Another way you might consider slicing the problem is to introduce a WriteOnlyArg property. When combined with ArgMemOnly, this would more precisely model the pseudo store (right?) and is a better fit for the memset/memcpy use case already handled in BasicAA.

Philip

p.s. Inline comments below specific to your use case.

Hi,

I'd like to draw your attention to http://reviews.llvm.org/D18291, in which I propose a new intrinsic property for intrinsics that are lowered to instructions that mayStore, but are neither mayLoad nor hasSideEffects.

This is relevant for AMDGPU, where we have store instructions that don't operate on pointers. The codegen backend understands these perfectly well as stores, and so we can enable better scheduling decisions than if we forced these instruction to hasSideEffects.

Can you give a bit more detail here? Example, etc..?

In a perfect world, we'd be able to model the behavior of these load and store intrinsics via ReadWriteArgMem, but that would require massive changes in how LLVM thinks about memory locations and how to describe them.

This comments makes me think you might have a much deeper problem. Let's see an actual example first though; I might just be misreading your intent.

Hi,

Can you elaborate what is the impact at the IR level?
If the point is just about how you lower for you target, why are you needing an IR level attribute? You backend if free to specialize the lowering for any intrinsic regardless the IR level attributes.

I'm generally in support of this change. I haven't looked at the patch
yet, but the direction seems worthwhile.

Note that we already have a writeonly predicate in a few places in the
code (BasicAA being one). If we do introduce the new intrinsic
property, we should refactor all of these places to use the new
mechanism. This could be separate changes, but should be considered
required as part of adding the new property.

That makes a lot of sense.

Another way you might consider slicing the problem is to introduce a
WriteOnlyArg property. When combined with ArgMemOnly, this would more
precisely model the pseudo store (right?) and is a better fit for the
memset/memcpy use case already handled in BasicAA.

This is unsufficient for our use case. Let me try to explain with an example (also for your later comments). We have an intrinsic

declare void @llvm.amdgcn.buffer.store.format.f32(float, <4 x i32>, i32, i32, i1, i1) #1

that stores a 32-bit value in a memory location that is described by a "buffer descriptor" (the <4 x i32>), an i32 index and an i32 offset. You can think of the buffer descriptor as a "heavy pointer" that contains a base address and can also contain additional information like a buffer size, a stride, and a data format. The given index is multiplied by the stride before being added to the base address; the offset is an additional byte offset. The resulting address is checked against the buffer size (and an out of bounds store is silently discarded, which fits the requirements of APIs like OpenGL). Furthermore, the data being stored may be subject to a format conversion (float to int, etc.). The additional i1 arguments enable provide some cache control.

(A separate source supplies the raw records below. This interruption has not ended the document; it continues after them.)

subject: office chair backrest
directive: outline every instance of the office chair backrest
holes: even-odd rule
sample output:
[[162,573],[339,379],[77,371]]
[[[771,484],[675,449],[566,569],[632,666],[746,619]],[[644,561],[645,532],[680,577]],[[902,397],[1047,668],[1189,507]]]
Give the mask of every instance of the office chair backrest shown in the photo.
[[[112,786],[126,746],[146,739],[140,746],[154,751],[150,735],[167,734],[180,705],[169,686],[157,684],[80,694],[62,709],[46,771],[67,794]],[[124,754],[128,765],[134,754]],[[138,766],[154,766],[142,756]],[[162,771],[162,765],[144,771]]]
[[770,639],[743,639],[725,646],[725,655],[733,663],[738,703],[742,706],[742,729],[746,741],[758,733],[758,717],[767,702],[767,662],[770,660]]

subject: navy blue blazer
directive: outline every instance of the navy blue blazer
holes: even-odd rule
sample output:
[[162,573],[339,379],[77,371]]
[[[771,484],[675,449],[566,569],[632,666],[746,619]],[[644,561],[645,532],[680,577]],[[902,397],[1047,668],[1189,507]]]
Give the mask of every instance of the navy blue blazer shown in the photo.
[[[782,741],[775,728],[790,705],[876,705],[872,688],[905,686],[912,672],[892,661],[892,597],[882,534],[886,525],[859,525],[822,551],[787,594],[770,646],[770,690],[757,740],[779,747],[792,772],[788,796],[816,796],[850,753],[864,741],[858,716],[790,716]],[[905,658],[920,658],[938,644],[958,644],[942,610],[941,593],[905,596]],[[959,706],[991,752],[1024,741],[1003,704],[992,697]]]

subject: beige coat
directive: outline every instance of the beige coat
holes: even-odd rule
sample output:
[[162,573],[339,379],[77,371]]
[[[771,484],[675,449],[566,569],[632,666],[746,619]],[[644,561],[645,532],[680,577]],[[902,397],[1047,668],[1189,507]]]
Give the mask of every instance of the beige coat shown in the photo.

If you have some advice on how to fit such a memory addressing model into the ArgMemOnly logic that would be appreciated, but from my reading of the code it appears that trying to make ArgMemOnly work with this would be a rather large project which we don't really have the resources to tackle right now.

Why am I pushing for IntrWriteOnly?

I suspect the merely IntrWriteOnly without a functional ArgMemOnly does not provide a lot of opportunity for optimization at the IR level.

However, the codegen backend does understand the resulting hardware instructions, which are marked mayLoad = 0, mayStore = 1, hasSideEffects = 0. Having mayLoad = 0 and hasSideEffects = 0 makes a difference for instruction scheduling.

If you try to map the intrinsic as-is, without IntrWriteOnly, onto such hardware instructions, TableGen will (correctly) complain about a mismatch of mayLoad and hasSideEffects.

So I'd like to do a minimal change that will make TableGen happy, but I do not want that change to be an ugly kludge.

I understand your concern about having this interact nicely with BasicAA. Perhaps both an IntrWriteOnlyMem and an IntrWriteOnlyArgMem should be added for orthogonality?

Cheers,
Nicolai

As I explained in my reply to Philip, what I really need is a way to get TableGen to shut up about what it reasonably believes to be a mismatch between the properties of the intrinsic (which it conservatively believes to be mayLoad = 1, mayStore = 1, hasSideEffects = 1) and the hardware instruction (which is correctly mayLoad = 0, mayStore = 1, hasSideEffects = 0).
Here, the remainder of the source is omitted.